Hey guys, I was wondering if it’s possible to create a convnet with variable size input images as training data. If so can someone provide a simple example on how to achieve sth like that. For instance in tensorflow I would go and simply define the input shape on the first conv layer as (None, None, 3). Can we do sth like that in pytorch?



it depends on what you want to do at the end.

If the convnet is for image classification (you want one output for an image, regardless of size), then you can use nn.AdaptiveAvgPooling right before the fully connected layers.

If you want dense classification (larger image = larger output), you can replace your nn.Linear layers at the end with nn.Conv2d with kernel size 1x1


Hi Soumith , thanks a lot for the answer. Ultimately the goal is to do classification on image ROIs and since they are of different sizes that’s why I was asking. So for instance if we have a training loop like this:

for epoch in epochs:
    for sample in nb_samples:
        outputs = convnet(sample)

where each sample represents a batch and it actually is a list of images [img_1, img_2,...,img_n]. And, img_1, img_2,...,img_n represent ROIs extracted from the original images.

Would that work or do I need to specify sth beforehand in the convnet architecture to make it work with this kind of data?

I’m not quite sure about the benefits of nn.AdaptiveAvgPooling in this case. Would you mind elaborating a little bit.

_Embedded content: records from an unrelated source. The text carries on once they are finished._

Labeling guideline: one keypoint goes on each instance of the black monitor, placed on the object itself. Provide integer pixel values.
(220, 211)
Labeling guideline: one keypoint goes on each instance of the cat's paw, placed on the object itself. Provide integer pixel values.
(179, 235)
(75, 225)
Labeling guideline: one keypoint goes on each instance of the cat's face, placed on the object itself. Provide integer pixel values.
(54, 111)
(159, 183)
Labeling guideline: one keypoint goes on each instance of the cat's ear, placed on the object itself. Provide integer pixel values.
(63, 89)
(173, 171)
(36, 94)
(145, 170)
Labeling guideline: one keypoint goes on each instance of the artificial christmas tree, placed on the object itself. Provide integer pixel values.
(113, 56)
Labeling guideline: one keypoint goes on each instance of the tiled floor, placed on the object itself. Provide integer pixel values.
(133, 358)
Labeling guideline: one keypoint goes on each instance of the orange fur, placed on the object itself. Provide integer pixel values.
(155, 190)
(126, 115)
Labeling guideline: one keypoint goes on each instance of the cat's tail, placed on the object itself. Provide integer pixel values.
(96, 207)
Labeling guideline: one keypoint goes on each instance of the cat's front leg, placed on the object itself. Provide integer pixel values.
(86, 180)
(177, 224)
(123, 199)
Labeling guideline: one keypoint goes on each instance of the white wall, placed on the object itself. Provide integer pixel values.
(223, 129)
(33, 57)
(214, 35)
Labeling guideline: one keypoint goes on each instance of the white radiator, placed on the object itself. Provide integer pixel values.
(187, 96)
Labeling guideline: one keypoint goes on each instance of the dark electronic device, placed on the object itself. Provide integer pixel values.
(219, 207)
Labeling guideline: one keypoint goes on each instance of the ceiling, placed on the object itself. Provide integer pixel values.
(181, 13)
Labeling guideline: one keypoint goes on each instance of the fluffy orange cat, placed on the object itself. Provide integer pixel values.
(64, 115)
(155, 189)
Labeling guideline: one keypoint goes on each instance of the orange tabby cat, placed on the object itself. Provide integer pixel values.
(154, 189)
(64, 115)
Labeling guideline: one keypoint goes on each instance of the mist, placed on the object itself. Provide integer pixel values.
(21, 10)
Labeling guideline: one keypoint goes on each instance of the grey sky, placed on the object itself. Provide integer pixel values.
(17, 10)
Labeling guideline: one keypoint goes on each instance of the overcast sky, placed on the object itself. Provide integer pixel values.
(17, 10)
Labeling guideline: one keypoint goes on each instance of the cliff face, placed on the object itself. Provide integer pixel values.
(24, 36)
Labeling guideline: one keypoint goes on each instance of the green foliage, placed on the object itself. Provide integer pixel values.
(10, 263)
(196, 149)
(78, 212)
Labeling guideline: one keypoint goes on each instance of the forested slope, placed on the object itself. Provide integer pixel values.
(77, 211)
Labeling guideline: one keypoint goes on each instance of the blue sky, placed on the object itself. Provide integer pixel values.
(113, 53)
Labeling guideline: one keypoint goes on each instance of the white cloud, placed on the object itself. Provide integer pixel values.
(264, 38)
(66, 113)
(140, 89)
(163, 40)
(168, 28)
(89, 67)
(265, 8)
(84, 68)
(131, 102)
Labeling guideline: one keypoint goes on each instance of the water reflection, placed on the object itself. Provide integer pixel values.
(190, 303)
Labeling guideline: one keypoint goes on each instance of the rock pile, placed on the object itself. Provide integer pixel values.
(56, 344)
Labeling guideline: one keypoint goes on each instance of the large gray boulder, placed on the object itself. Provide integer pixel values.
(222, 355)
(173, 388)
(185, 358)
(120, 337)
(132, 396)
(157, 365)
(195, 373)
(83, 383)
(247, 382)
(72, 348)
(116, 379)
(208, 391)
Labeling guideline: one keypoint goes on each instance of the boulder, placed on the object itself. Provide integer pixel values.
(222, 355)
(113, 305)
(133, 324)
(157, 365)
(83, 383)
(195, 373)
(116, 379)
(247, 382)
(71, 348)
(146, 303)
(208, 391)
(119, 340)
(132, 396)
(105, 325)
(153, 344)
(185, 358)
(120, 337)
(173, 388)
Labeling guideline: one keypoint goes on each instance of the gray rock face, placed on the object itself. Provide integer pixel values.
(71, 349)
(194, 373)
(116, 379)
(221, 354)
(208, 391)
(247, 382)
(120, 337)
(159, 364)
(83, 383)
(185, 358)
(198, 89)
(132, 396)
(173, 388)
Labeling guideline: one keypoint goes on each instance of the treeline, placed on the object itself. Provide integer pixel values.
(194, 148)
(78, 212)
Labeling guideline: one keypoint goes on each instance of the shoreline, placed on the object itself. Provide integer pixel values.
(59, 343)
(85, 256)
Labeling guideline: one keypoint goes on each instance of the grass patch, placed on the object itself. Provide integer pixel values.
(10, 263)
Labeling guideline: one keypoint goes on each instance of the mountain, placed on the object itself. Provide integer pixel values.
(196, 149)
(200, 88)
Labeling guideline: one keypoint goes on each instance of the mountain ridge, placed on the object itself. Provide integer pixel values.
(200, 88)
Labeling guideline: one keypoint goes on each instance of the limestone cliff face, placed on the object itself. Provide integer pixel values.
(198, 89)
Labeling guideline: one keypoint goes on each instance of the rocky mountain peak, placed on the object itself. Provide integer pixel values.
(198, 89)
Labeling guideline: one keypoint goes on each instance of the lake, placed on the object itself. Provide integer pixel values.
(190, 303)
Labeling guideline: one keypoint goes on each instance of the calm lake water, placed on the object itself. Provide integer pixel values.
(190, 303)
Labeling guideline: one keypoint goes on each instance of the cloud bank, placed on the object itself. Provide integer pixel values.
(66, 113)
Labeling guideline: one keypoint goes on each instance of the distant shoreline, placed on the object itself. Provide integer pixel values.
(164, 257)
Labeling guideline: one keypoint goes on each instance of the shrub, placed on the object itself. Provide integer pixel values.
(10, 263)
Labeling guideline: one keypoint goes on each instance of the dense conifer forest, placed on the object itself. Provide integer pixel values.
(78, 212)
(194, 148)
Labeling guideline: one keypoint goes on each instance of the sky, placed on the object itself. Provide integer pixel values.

How could it help in terms of making the convnet deal with data where each sample has as variable size.

For instance:
img1.shape = 238, 126, 3
img2.shape = 68, 234, 3
img3.shape = 225, 98, 3
. . .
img_n = ...

1 Like

AdaptiveAvgPooling will take as input a variable sized image, and then downsample it to a fixed size. The way it does it is by adaptively changing the pooling filter size based on the input image size.


Awesome. Thanks, much appreciated! :slight_smile:

@kirk86 Can you share your key code that loading different size input images?

I read the source code of dataloader, finding that torch.stack() is used. This function expects all elements in the batch sequence the exactly same size. How do you handle that?

If I set batch size to greater than 1, how can I use a dataloader of different size inputs?



Same problem here. It would be much more convenient if we can do something like torch.stack with tensor of different sizes.

as a workaround, for batchsize=1, you can manually accumulate loss, do the average, then backward and update weight.


Thanks for the workaround, Jiedong. Is there a more optimized method for GPU utilization? Calling .cuda() on each data example tensor is not improving training performance over the CPU alone.

I might be missing something, but how does a kernel size of 1x1 solve this problem? How do we go from the 1x1 convolution of the preceding feature maps to a classification?

The number of kernels in the last conv layer (out_channels) will specify the number of classes, while the 1x1 kernel does not change the spatial size.
Using this approach you can easily output the class logits for each pixel location e.g. in a segmentation use case.

Thanks! But if we were trying to do simple classification of the entire image, then we would need some more logic here. In particular, if were trying to do NLL against say 10 classes, then perhaps one approach would be to average the values in each of the 10 feature maps of the last layer. I suppose this would be the “obvious” spatial-dimension invariant simple classifier.

Hi smth! How should I do if the spatial size of the input for convolutional layers is the same but the depth size of the input is variable? Does the AdaptiveAvgPooling still work? Thanks!